Thursday, May 19, 2005
Still Sad, Still Lonely
Not every post can be as beautiful as Revenance, Choices, and Gone. This post is not a beauty. I'm still sad, and prone to melancholy; being alone all the time doesn't help. My most common companions are the voices in my head; they're never silent. Even as I write this, they guarantee whatever I write will not solve my loneliness, or show me even a scrap of happiness. I suppose I have no right to be as profoundly unhappy as I am, but my melancholy remains. I don't want to be like this, but it seems the circumstances of my friends, my loved ones, and my disease leave me no other choice. Whichever set of lies fed to me or fractured memory rules my moments, I never seem to have peace. Mostly, I don't see any reason to talk or post about it, either. Next to nobody reads, fewer understand, and the rest almost always find ways to do or say nothing. I don't bear false witness, but my memories betray me; I'm left with little confidence in myself to find or tell the truth. The contributing liars and decievers in my life add nothing but confusion and pain.
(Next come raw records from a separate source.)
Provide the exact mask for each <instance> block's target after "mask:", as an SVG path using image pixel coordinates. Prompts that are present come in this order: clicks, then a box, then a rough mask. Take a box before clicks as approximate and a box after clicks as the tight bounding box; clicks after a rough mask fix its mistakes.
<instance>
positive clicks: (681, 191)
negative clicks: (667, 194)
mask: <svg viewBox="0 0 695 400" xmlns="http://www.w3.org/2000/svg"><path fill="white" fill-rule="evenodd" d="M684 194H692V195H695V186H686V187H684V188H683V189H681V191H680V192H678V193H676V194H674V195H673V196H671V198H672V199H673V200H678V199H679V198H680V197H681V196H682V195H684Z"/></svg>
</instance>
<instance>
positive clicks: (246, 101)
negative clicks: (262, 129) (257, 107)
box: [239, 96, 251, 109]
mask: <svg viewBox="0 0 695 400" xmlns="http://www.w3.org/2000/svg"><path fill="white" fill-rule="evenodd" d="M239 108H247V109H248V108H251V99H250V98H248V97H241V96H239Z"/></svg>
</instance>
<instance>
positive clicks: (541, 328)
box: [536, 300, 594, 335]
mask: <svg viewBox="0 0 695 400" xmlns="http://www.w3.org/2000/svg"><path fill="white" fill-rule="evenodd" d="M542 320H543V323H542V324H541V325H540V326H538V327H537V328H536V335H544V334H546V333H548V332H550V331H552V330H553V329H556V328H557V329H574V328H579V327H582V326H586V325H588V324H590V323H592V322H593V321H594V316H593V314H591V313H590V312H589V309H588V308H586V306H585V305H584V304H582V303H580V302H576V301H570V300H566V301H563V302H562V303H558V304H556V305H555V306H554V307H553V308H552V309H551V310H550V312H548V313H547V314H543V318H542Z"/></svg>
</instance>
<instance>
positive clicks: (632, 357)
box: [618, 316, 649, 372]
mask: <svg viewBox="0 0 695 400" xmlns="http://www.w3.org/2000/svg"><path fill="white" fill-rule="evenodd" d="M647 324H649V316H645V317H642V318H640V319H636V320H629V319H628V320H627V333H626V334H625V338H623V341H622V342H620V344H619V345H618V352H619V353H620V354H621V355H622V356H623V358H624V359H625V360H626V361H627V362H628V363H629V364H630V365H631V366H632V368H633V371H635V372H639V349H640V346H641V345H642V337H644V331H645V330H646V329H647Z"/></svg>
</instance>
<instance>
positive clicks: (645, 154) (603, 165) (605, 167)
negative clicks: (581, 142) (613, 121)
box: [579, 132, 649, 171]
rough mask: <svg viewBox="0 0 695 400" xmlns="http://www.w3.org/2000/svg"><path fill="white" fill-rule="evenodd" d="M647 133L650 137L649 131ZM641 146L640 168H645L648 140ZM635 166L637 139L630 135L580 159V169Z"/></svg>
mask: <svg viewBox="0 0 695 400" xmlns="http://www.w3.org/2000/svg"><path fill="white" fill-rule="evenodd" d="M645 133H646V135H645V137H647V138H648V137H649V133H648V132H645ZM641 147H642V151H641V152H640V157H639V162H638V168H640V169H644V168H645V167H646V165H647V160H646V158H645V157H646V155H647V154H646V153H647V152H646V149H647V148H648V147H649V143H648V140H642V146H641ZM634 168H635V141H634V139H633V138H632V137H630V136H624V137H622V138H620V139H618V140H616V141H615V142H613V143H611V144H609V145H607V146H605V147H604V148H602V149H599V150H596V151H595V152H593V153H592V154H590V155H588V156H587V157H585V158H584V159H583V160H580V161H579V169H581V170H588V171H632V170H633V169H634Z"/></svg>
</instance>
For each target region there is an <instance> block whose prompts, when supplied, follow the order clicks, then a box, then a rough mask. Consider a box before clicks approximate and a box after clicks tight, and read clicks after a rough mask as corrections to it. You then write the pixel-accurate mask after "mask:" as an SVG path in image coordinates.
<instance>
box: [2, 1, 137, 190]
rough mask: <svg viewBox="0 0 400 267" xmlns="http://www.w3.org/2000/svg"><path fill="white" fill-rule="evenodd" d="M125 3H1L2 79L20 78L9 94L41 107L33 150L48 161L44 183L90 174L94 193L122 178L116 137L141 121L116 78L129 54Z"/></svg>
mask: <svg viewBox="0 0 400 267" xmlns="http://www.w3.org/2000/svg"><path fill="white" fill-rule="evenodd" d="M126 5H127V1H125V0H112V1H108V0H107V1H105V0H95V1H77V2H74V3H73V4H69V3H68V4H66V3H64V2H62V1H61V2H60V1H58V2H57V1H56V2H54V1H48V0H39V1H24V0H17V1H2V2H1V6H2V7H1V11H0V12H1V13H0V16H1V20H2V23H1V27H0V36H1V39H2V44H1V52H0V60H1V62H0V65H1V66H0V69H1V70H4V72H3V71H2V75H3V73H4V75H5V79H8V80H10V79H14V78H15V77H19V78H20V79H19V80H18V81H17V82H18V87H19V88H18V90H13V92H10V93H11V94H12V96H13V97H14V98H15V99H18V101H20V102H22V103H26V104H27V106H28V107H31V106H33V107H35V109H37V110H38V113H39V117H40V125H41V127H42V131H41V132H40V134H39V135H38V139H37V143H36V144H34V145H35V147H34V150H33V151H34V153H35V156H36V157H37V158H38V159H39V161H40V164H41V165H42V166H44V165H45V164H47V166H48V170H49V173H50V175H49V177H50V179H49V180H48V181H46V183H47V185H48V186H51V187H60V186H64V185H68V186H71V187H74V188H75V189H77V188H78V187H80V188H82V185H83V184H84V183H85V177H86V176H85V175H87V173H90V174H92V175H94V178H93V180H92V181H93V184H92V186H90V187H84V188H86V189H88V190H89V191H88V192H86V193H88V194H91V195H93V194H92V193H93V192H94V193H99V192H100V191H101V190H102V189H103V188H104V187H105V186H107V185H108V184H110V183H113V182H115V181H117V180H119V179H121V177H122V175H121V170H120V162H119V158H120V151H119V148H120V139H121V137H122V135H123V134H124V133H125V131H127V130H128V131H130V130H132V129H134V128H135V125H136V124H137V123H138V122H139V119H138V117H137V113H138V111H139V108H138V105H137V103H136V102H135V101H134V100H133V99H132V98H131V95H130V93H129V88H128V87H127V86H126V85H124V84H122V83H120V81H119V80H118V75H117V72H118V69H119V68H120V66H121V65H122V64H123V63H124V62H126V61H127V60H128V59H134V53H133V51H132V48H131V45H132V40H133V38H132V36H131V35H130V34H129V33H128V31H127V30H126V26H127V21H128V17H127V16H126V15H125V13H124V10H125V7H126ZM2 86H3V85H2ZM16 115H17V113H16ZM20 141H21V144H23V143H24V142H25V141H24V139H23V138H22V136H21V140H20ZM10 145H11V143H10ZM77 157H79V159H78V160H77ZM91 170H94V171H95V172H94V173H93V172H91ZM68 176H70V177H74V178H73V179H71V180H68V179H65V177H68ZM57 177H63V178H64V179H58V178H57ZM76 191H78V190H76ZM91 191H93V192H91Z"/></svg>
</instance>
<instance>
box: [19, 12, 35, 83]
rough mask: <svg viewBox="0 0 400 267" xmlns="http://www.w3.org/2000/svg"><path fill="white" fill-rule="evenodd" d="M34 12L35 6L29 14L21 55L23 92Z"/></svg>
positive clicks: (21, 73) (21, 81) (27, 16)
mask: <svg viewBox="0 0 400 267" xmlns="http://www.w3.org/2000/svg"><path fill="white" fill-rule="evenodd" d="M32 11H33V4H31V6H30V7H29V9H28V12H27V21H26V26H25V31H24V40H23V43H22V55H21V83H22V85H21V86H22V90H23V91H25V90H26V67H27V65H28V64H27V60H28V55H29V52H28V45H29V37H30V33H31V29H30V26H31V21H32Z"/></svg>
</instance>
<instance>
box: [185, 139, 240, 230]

From those that struck me in my memories, but refuse to acknowlege it now, I gain doubt and solitude (not my brother, Gary. He's one of the only people who shoots straight with me these days). From those that never tell the same story twice about my pain and their part in it, I gain sadness and confusion. I check my notes; I have memories that cannot be true. Every time you lie to me, change your story, or decide to mislead me to avoid blame, assuage my judgement, make yourself feel more comfortable about your role in my turmoil, or any other reason, I get worse. I cannot trust my memories, but please don't make the problem any worse than it has to be. Prester Bane makes a prediction: this post will change nothing.